Золотая пуля - страница 33
Он повернулся.
– На твоем месте я бы бежал без оглядки, – сказал Джек.
На твоем месте я бежал бы без оглядки. Медленный, неуклюжий растяпа. Красное врозь. Забраться и содрать красное. На сем и закончим. Мычу, не приходя в сознание. Но пасусь где-то рядом. Бесит твоя хромота. Рука, уставшая держать ствол. Кровь, которую ты роняешь. Беги! – шепчу я. – Уноси ноги!
Время-время, перегрызть бы тебе горло, захлебнуться секундами.
Мама, мне жаль, прости, столько лет таскать по пустыне твой труп – чересчур. Зубами, пастью своей вцепился и не даю тебе, сука-время, взлететь. У бомбы гладкий серый бок. К такому примерзнуть бы всем собой. Не отодрать. Тиииииииииииииииииииииииииииииииииииииииииии! – нудишь. – Тииииииииииииииииииииииииииииииииииииииииииииии! А я передразню тебя, пусть, слышу, как крошишь мне ребра, вступили-таки в сговор! Сердце – предатель. Почти век ты лупишь в унисон с этой дрянью. Ты не Бог мне! Но кто же? Боже, боже, как устал я кормить тебя обрывками душ. Ни единая не приживается. Мертвые куски. Им нужен холодильник. Ящик для переноски душ. Органы же носили в ящиках. Печень. Сердце. Почему нельзя придумать такого для души? Ты нажралась бы их вдосталь. Бомба-обжора. Пузатая. Скоро треснешь. А? А?! Расколол тебя? Хочешь лопнуть? Лавиной, цунами выплеснуть наружу сотни полупереваренных душ. Детей. Распределителей. Коммивояжеров. Мутантов с телами дьявола. Предатели. Вот вы кто. Решили ударить одновременно. Когда я совсем без сил. Пора. Делайте что задумали. Но ничего. Ничего. Хрен вам. Продавец мороженого всегда так говорил. Просили у него кусочки разломанных рожков. Они так хрустели на зубах. Хрен вам! Держусь!
Пихаю взглядом его в спину, как шар в бильярде, бью со всей дури, но он рикошетит от борта, человечишка поганый, ни колес, ни воли, куртка на спине разошлась будто от моего толчка. В упор уставились зрачки от моих выстрелов. Ах, как бы я хотел их заштопать! «Ты надеешься, что он сумеет проползти хотя бы милю?!» – говорят дыры. Ударная волна выдавит все прыщи в радиусе десятка миль. Прощайте, дети. Не стоило жрать немытыми руками. Не будьте такими занудами. Я верю в этого неумеху. Я уперся ногами и держу бомбу на поводке. Сука. Сука. Да сдай же ты назад!
Но ты еле перебираешь ногами. Какой ты медленный!
Зубы трещат. Время, ты – мразь, дай мне час, я кормил тобой бомбу восемьдесят лет, стяни удавку с шеи, дай воздуха. ААААААААААААААААААААААА! Отчего так скверно пахнет сиренью?! Тииииииииииииииииииииииииииииииииииииииииииииииииииии! – сверлишь мне уши визгом. Я слышу! Чувствуешь, падаль, слабину. Сирень. Я вдохну тебя. Ты дашь мне еще миг силы. Ненавижу такой запах.
Его спина никак не исчезнет в дрожащем солью мареве, да что с ней, нарисована, что ли? Это холст с очагом, за которым золотой, мать его, город. Ты будешь убегать?! Иди к черту, ты стоишь только благодаря ей. Пока спина держит марку, понтуется передо мной, восстает на двух ногах против папиросных небес, идет, как самостоятельный, отдельный человек, я глушу себя извинениями.

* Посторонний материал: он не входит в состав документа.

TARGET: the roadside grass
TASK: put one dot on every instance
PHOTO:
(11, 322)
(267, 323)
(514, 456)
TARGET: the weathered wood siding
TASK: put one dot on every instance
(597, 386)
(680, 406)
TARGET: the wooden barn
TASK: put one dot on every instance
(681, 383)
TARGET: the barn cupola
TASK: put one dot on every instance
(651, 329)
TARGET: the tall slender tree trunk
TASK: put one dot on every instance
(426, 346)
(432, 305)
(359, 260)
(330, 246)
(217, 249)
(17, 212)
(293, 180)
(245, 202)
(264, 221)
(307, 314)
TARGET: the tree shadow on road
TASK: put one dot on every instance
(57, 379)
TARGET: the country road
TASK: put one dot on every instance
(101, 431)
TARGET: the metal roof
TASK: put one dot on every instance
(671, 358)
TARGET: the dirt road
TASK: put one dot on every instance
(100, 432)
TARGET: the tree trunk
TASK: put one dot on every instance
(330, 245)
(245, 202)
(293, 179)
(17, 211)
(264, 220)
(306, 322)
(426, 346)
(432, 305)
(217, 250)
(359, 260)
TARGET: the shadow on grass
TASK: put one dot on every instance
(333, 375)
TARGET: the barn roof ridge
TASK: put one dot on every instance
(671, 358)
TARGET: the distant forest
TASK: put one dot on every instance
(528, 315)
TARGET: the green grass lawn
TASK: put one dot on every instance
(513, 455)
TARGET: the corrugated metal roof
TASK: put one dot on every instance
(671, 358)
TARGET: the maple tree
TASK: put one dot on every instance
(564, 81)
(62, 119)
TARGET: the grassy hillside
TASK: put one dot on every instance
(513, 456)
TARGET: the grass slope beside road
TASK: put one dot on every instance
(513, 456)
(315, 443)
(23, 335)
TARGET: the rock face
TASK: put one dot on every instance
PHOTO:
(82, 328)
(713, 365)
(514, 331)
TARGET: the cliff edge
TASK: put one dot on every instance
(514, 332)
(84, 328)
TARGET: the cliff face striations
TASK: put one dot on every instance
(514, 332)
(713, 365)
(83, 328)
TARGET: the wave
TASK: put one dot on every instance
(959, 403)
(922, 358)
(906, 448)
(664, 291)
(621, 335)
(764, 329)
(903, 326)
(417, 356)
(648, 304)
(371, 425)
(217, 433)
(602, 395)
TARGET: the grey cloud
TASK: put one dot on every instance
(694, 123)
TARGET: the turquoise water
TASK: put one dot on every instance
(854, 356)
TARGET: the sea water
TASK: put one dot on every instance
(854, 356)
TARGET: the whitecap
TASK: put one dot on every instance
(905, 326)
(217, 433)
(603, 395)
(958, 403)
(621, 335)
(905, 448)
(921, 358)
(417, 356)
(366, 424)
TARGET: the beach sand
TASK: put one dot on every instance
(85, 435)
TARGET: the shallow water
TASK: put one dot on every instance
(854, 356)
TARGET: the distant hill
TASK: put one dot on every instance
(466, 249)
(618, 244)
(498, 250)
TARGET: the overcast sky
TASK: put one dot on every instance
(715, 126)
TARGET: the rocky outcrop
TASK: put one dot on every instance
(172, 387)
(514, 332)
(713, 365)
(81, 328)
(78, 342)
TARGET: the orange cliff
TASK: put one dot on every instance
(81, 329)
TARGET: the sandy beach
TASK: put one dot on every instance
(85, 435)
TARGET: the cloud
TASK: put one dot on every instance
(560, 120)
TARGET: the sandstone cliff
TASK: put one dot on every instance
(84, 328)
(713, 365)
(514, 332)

Мама, сестрички. Родные мои бурдюки расстрелянной плоти. Мальчик славно согрешил с вами. Такой уважительный калибр. Такая меткость. Вы почти расползлись в слизь. Время казнило вас. Пришлось сметать на живую. Восемьдесят лет я приводил к вам дышащее еще мясо. Я кроил, как умею. Курсов тогда не было. Помню, мама, ты ходила учиться кройке. Но меня не учила. А я просил! Впрочем, моя судьба – шитье. Девочки умоляли, но я зашил уши, кровь слишком больно текла, ваши крики, такие искренние, но надо было вас чинить. Особенно лет через тридцать. Вы вовсе пришли в негодность. Вы вовсе умирали. А так, сменяв плоть на плоть, перелицевав… Да вы просто трусихи! Вы и сейчас орете. Мертвые! Вы недовольны. Вы никогда меня не любили. Вам казалось, что вы лучше меня. Папашу и того вы любили больше. А я вас чинил.